Conquering The Career Fair

Category: Interviewing Professionalism

It’s mid-March. You’re standing just outside the crowded Mizzou Arena, dressed in business professional attire, padfolio in hand. Hundreds of tables and people in suits stretch into the distance and the din of voices fills your ears. It’s a Career Fair—your golden opportunity to make a good first impression on recruiters from companies you’re seeking employment with. So what next? Here’s how to conquer that career fair.

1. Before you arrive, make sure you’re prepared. Dress appropriately in business professional attire. Wear shoes that are comfortable for walking and standing. Print out at least 10-15 copies of your resume, bring business cards if you have them, and a notebook and pen to take notes with. You may also want to bring a bottle of water, as you will be talking quite a bit at these events so you’ll probably get thirsty.

2. When you arrive, get your bearings. Pick up a map or walk around a little without stopping anywhere. Make mental note of where the key companies are located, and if they have sizeable crowds around their tables. This will make you feel more confident and at ease in an inherently stressful environment. The University of Missouri has an app called Career Fair Plus, which is very helpful. It has an interactive floorplan, employer listings, real-time announcements and event details. Take the time to download this app before heading to the career fair.

3. Think there’s no such thing as a stupid question? Think again. Recruiters can tell how you serious you are about their company based on what you ask them about it. Find out which companies you’re most interested in, and do your research beforehand. As a general rule, you shouldn’t be asking the recruiters questions if the answer can be found on the company website. Separate yourself from the rest of the pack by doing your homework before you walk up to the table. If you see a company there that you really want to talk to, but you didn’t do any research on, take a few minutes on the sideline and google them. Even a little baseline of knowledge will help. Perfect your “elevator pitch” to answer the inevitable, “So tell me about yourself” question. Highlight important successes, personality traits, experiences, and leadership roles in a 30 second to 1 minute version of your life story. Keep it concise, interesting, and relevant—and then practice it until you can say it in your sleep.

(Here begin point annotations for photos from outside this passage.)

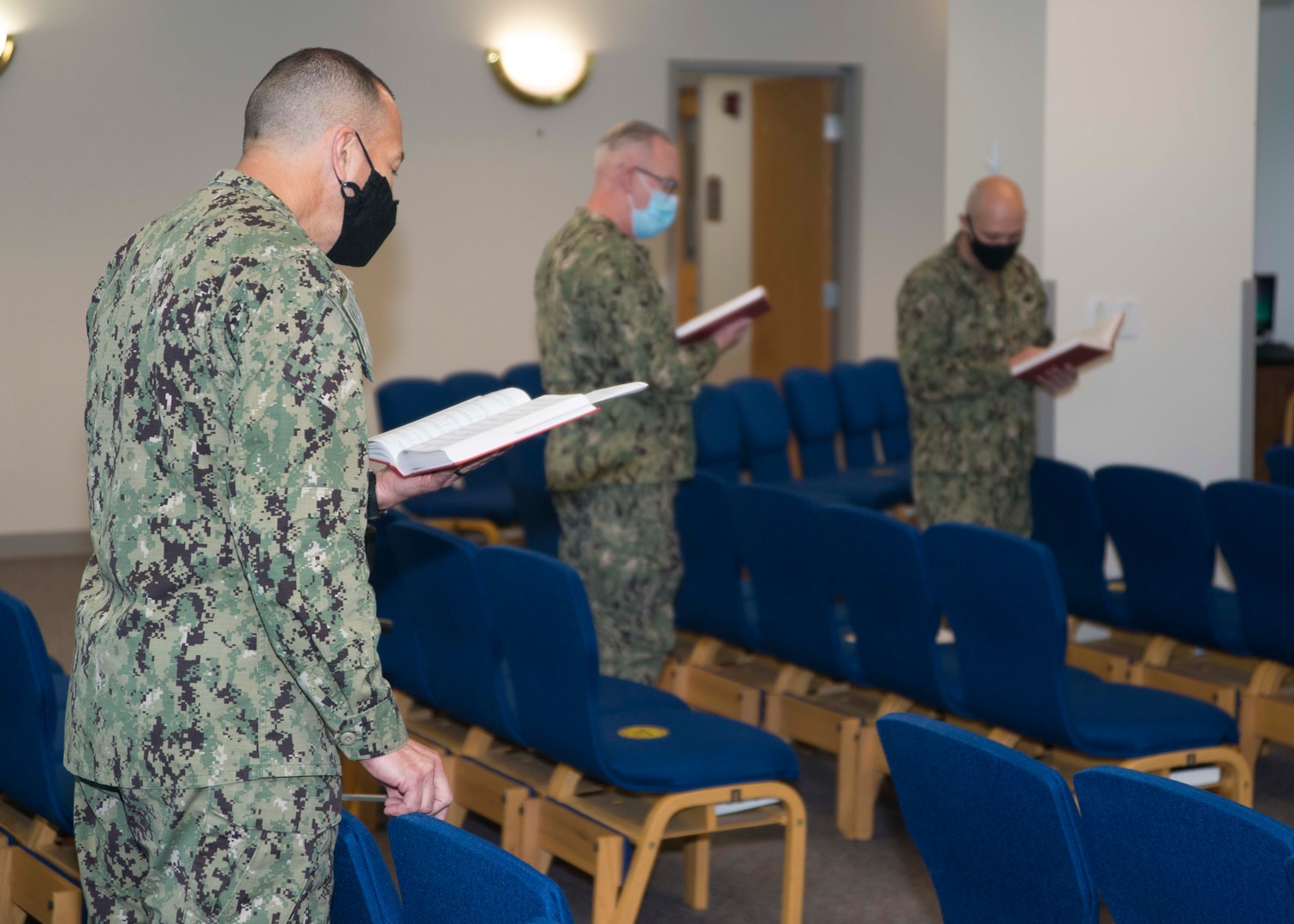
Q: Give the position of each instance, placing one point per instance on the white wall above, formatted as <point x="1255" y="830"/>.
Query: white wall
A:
<point x="1273" y="227"/>
<point x="1149" y="189"/>
<point x="723" y="258"/>
<point x="996" y="74"/>
<point x="113" y="113"/>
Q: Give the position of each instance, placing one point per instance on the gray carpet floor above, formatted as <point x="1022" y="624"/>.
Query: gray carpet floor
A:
<point x="864" y="881"/>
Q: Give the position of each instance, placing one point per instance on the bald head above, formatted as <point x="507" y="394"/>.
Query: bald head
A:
<point x="311" y="91"/>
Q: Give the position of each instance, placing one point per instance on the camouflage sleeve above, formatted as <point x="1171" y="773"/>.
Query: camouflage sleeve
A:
<point x="298" y="512"/>
<point x="634" y="326"/>
<point x="932" y="369"/>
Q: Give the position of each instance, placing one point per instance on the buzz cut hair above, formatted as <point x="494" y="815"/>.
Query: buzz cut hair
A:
<point x="633" y="133"/>
<point x="310" y="91"/>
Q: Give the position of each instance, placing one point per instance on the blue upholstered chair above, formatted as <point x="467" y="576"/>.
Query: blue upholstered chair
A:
<point x="876" y="563"/>
<point x="363" y="891"/>
<point x="1160" y="525"/>
<point x="523" y="465"/>
<point x="996" y="830"/>
<point x="402" y="401"/>
<point x="641" y="742"/>
<point x="33" y="702"/>
<point x="1003" y="600"/>
<point x="450" y="876"/>
<point x="1280" y="464"/>
<point x="527" y="376"/>
<point x="712" y="598"/>
<point x="765" y="441"/>
<point x="1166" y="852"/>
<point x="1253" y="524"/>
<point x="718" y="434"/>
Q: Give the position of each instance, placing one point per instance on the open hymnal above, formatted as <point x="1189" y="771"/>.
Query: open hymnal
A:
<point x="482" y="426"/>
<point x="1078" y="351"/>
<point x="750" y="305"/>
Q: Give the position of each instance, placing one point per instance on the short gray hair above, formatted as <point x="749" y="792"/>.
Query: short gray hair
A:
<point x="307" y="92"/>
<point x="633" y="133"/>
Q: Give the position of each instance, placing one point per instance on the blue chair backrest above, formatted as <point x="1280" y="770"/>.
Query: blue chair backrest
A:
<point x="32" y="772"/>
<point x="1280" y="464"/>
<point x="1003" y="600"/>
<point x="765" y="429"/>
<point x="523" y="465"/>
<point x="401" y="401"/>
<point x="461" y="388"/>
<point x="399" y="648"/>
<point x="776" y="539"/>
<point x="457" y="643"/>
<point x="859" y="413"/>
<point x="892" y="398"/>
<point x="1167" y="852"/>
<point x="876" y="563"/>
<point x="816" y="417"/>
<point x="718" y="434"/>
<point x="525" y="376"/>
<point x="996" y="830"/>
<point x="452" y="876"/>
<point x="1254" y="524"/>
<point x="363" y="891"/>
<point x="546" y="629"/>
<point x="1068" y="520"/>
<point x="709" y="598"/>
<point x="1161" y="528"/>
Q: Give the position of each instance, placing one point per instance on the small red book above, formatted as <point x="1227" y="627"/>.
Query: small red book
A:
<point x="751" y="305"/>
<point x="1077" y="352"/>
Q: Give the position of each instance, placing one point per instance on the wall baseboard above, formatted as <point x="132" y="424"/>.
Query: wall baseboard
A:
<point x="45" y="545"/>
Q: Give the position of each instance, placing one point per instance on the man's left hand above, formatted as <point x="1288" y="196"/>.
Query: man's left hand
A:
<point x="394" y="489"/>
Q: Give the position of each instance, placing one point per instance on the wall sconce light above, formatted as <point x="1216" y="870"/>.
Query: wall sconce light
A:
<point x="540" y="68"/>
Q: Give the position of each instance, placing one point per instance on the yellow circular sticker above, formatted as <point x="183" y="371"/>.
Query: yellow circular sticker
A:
<point x="644" y="732"/>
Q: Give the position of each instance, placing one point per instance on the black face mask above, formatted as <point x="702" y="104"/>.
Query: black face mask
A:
<point x="991" y="257"/>
<point x="371" y="215"/>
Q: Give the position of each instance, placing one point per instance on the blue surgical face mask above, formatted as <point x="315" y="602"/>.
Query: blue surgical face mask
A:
<point x="656" y="216"/>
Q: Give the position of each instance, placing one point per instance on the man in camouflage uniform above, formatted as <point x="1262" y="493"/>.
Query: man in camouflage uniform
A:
<point x="603" y="318"/>
<point x="963" y="315"/>
<point x="225" y="631"/>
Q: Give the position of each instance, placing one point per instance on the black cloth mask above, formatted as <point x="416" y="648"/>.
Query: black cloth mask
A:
<point x="991" y="257"/>
<point x="369" y="217"/>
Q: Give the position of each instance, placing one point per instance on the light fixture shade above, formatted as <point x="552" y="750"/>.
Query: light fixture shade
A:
<point x="540" y="68"/>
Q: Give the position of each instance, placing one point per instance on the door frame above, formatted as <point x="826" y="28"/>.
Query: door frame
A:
<point x="846" y="245"/>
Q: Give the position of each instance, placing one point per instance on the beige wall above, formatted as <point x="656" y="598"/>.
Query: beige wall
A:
<point x="113" y="113"/>
<point x="1149" y="191"/>
<point x="725" y="151"/>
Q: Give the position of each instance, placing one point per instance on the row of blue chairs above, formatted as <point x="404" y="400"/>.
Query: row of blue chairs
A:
<point x="447" y="876"/>
<point x="1172" y="625"/>
<point x="496" y="653"/>
<point x="1005" y="844"/>
<point x="827" y="671"/>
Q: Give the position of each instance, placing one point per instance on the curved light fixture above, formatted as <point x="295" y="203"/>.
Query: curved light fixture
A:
<point x="540" y="68"/>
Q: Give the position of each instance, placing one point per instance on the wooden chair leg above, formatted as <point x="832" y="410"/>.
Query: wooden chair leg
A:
<point x="697" y="873"/>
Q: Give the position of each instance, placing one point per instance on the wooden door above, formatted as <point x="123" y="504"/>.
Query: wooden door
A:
<point x="686" y="228"/>
<point x="793" y="234"/>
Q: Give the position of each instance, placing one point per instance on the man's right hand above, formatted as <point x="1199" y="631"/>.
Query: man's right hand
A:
<point x="414" y="779"/>
<point x="730" y="335"/>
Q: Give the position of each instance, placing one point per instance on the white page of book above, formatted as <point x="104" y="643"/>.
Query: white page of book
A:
<point x="453" y="419"/>
<point x="523" y="416"/>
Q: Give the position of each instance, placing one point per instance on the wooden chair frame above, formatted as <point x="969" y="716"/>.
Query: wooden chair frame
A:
<point x="586" y="823"/>
<point x="39" y="874"/>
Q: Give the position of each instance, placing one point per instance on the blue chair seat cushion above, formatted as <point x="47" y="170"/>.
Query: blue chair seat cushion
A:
<point x="695" y="751"/>
<point x="492" y="502"/>
<point x="1117" y="720"/>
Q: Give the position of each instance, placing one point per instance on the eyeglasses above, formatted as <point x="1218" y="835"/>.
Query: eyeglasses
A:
<point x="667" y="186"/>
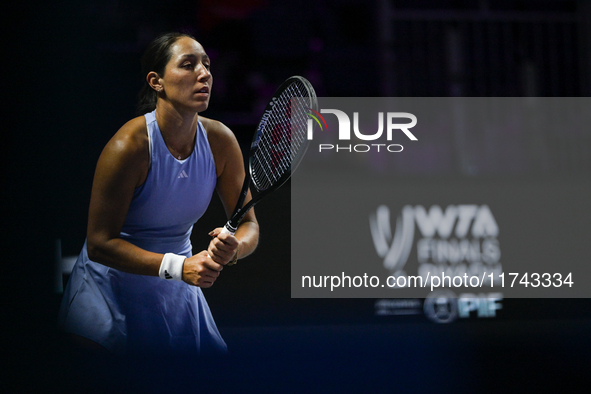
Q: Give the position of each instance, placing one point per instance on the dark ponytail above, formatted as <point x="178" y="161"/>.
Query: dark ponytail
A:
<point x="155" y="58"/>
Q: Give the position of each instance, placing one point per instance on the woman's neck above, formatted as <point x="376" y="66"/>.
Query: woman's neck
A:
<point x="178" y="129"/>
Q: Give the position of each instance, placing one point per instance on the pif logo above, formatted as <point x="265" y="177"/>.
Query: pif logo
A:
<point x="344" y="132"/>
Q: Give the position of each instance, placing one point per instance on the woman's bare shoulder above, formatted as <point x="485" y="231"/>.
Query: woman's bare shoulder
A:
<point x="223" y="144"/>
<point x="216" y="130"/>
<point x="130" y="139"/>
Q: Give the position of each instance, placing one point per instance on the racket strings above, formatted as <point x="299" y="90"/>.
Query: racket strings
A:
<point x="282" y="137"/>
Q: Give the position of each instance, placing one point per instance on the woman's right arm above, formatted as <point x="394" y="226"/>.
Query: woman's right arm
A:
<point x="123" y="166"/>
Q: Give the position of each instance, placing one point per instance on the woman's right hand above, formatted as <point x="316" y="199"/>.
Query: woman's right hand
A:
<point x="200" y="270"/>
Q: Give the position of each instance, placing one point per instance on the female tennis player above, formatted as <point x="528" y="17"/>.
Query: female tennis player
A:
<point x="136" y="284"/>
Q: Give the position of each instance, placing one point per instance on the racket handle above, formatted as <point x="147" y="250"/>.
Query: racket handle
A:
<point x="228" y="230"/>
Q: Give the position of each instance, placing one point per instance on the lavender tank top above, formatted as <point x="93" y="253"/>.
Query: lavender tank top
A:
<point x="123" y="311"/>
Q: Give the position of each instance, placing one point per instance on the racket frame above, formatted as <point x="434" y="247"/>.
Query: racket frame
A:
<point x="240" y="210"/>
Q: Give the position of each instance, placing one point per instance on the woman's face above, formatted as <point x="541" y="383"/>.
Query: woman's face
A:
<point x="187" y="78"/>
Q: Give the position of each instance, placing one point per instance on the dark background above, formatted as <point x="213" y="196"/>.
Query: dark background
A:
<point x="71" y="74"/>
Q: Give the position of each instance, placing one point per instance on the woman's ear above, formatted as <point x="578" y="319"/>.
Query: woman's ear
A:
<point x="154" y="81"/>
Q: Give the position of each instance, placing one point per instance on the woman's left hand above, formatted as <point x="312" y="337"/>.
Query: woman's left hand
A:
<point x="222" y="247"/>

4. Finally, fake it till you make it. Confidence is very important, so if you’re nervous find ways to hide it. Look the recruiter in the eye, keep filler words to a minimum, speak clearly and smile. Wrap it up by leaving them your resume and business card. Make sure you get their business card as well so that you have access to their contact information. After the event, send the recruiter a follow-up thank you email. Follow the recruiter’s instructions about applying for a position, and wait for job offers to roll in.